Retraite mutualiste du combattant

Sommaire

La retraite mutualiste du combattant (RMC) est un système de retraite par capitalisation, avec rente majorée par l'État. On y adhère volontairement. Mais il faut remplir certaines conditions pour y prétendre. Ce n'est donc pas un système de retraite obligatoire avec cotisations forcées. La RMC est régie notamment par l'article L. 222-2 du Code de la mutualité.

Adhésion à la retraite mutualiste du combattant

Conditions d'adhésion

Pour prétendre à la retraite mutualiste du combattant, il faut remplir l'une des conditions suivantes :

  • Avoir la carte du combattant.
  • Avoir le titre de reconnaissance de la nation (TRN), ce qui suppose d'avoir participé pendant au moins 90 jours : aux guerres de 14/18 ou de 39/45, ou aux guerres d'Indochine ou de Corée, ou aux guerres d'Afrique du Nord entre 1952 et 1964, ou à des guerres à l'extérieur du territoire français, telles les guerres d'Irak, de Yougoslavie, etc.

Par ailleurs, la RMC peut aussi être demandée par les victimes de guerre : ce sont les conjoints survivants, les enfants et les ascendants du combattant officiellement « mort pour la France » à titre militaire. La RMC ne doit pas être confondue avec la retraite du combattant, ce sont deux systèmes indépendants.

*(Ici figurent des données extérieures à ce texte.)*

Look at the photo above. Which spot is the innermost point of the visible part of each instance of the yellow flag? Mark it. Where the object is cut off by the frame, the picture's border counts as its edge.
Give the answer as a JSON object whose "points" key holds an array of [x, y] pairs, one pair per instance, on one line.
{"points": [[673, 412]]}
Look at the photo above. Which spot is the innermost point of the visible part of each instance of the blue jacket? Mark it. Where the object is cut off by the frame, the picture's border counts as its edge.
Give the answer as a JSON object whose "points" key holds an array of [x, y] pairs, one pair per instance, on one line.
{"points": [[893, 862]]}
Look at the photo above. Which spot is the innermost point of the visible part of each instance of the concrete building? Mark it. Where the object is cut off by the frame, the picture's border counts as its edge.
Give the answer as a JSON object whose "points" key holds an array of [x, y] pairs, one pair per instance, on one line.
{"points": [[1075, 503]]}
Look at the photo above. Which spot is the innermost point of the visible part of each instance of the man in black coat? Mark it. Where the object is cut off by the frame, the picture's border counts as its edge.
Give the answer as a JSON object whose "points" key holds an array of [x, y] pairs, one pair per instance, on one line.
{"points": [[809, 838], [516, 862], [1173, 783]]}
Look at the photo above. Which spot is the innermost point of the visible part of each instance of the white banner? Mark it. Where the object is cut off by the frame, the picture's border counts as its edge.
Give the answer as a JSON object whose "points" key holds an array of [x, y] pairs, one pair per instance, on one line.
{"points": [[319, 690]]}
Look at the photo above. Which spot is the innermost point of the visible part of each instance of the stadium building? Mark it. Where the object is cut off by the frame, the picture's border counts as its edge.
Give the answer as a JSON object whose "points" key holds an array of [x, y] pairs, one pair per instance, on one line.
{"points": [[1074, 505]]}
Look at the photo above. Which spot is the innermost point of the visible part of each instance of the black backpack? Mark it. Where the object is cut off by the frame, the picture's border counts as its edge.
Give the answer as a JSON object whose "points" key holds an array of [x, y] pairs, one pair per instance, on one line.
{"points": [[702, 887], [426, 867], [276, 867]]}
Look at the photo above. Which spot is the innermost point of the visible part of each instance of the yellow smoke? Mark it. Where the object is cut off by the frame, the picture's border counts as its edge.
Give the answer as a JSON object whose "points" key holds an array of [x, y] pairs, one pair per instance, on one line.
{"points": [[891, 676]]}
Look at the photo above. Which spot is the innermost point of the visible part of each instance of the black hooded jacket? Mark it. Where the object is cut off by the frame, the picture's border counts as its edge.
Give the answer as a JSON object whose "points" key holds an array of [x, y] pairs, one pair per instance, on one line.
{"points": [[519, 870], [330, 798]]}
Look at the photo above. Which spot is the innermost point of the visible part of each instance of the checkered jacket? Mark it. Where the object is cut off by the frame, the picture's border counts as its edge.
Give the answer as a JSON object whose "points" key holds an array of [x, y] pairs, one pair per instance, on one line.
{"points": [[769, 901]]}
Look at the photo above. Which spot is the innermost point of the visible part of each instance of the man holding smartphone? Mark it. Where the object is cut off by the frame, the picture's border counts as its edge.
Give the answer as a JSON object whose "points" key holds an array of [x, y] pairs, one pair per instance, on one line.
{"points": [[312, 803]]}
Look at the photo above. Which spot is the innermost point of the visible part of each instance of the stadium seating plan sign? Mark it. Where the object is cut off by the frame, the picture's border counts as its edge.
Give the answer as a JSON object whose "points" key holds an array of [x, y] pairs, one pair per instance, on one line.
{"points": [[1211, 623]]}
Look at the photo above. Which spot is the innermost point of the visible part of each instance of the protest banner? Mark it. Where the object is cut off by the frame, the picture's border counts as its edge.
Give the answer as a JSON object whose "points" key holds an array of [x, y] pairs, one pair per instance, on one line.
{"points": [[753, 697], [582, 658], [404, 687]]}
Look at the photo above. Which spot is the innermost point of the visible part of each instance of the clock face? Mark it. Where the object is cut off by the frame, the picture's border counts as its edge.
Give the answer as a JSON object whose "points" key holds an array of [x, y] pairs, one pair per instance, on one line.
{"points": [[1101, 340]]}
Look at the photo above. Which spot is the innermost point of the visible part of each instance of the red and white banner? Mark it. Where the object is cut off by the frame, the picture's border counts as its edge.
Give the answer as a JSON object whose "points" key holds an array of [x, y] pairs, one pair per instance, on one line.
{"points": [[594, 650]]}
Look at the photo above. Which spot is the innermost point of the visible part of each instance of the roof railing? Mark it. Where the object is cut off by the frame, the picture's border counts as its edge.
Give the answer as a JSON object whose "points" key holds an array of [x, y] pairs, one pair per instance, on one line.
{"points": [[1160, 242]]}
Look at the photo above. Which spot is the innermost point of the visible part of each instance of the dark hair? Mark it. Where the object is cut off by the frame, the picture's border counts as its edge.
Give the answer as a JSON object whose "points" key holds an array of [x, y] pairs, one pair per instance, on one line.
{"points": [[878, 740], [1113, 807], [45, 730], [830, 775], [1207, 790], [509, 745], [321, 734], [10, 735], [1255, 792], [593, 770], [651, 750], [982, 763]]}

Bon à savoir : on peut adhérer à la RMC indépendamment de son activité professionnelle. Ce qui compte est le fait d'avoir combattu dans des conflits armé.

Adhésion volontaire

On n'est pas affilié d'office à la RMC. On y adhère si on le souhaite. La RMC est proposée par différents organismes financiers.

La personne qui adhère à la RMC effectue des versements d'argent réguliers :

  • Elle décide du montant qu'elle investit régulièrement et se constitue donc une épargne.
  • Elle pourra récupérer cette épargne ultérieurement, sous forme de rente, avec une majoration.

On peut souscrire plusieurs RMC, auprès de différents organismes financiers. Mais un seul de ces contrats donnera droit aux avantages fiscaux.

Versement de la rente de la RMC

Durée et montant de la cotisation

Le bénéficiaire de la RMC doit cotiser un certain nombre d'années avant de percevoir sa rente. Ce nombre d'années varie selon l'âge de l'adhérent. Il convient de bien discuter les termes de son contrat avec l'établissement financier : combien de temps on cotisera, combien on versera, et à combien s'élèvera la rente. En principe, on ne peut pas verser plus de 4 500 € par an.

Majoration de la rente par l'État

La rente payée au souscripteur de la RMC correspond à ce qu'il a versé en cotisations.

Mais cette rente est majorée par l'État :

  • la majoration varie de 12,5 à 60 %, en fonction notamment de l'âge du souscripteur et du conflit armé auquel il a participé ;
  • la majoration de l'État est revalorisée régulièrement par arrêté ministériel ;
  • cependant, les portions de rente qui sont au-dessus du plafond de rente majorée, ne sont pas concernées par la majoration ;
  • ce plafond est de 1 881,25 € en 2022 (arrêté du 22 avril 2022 fixant la valeur du point d'indice de pension militaire d'invalidité).

Bon à savoir : la rente est versée au souscripteur de la RMC. Mais celui-ci peut désigner un bénéficiaire au cas où il décéderait.

Fiscalité de la retraite mutualiste du combattant

La RMC donne droit à des avantages fiscaux :

  • L'argent versé sur la RMC est déductible du revenu imposable.
  • Cependant, une fois atteint le plafond de rente majorée, les versements ne sont plus déductibles du revenu imposable.
  • La rente perçue par le souscripteur est partiellement exonérée d'impôt sur le revenu, de CSG et de RDS, car elle est considérée comme une rente viagère constituée à titre onéreux.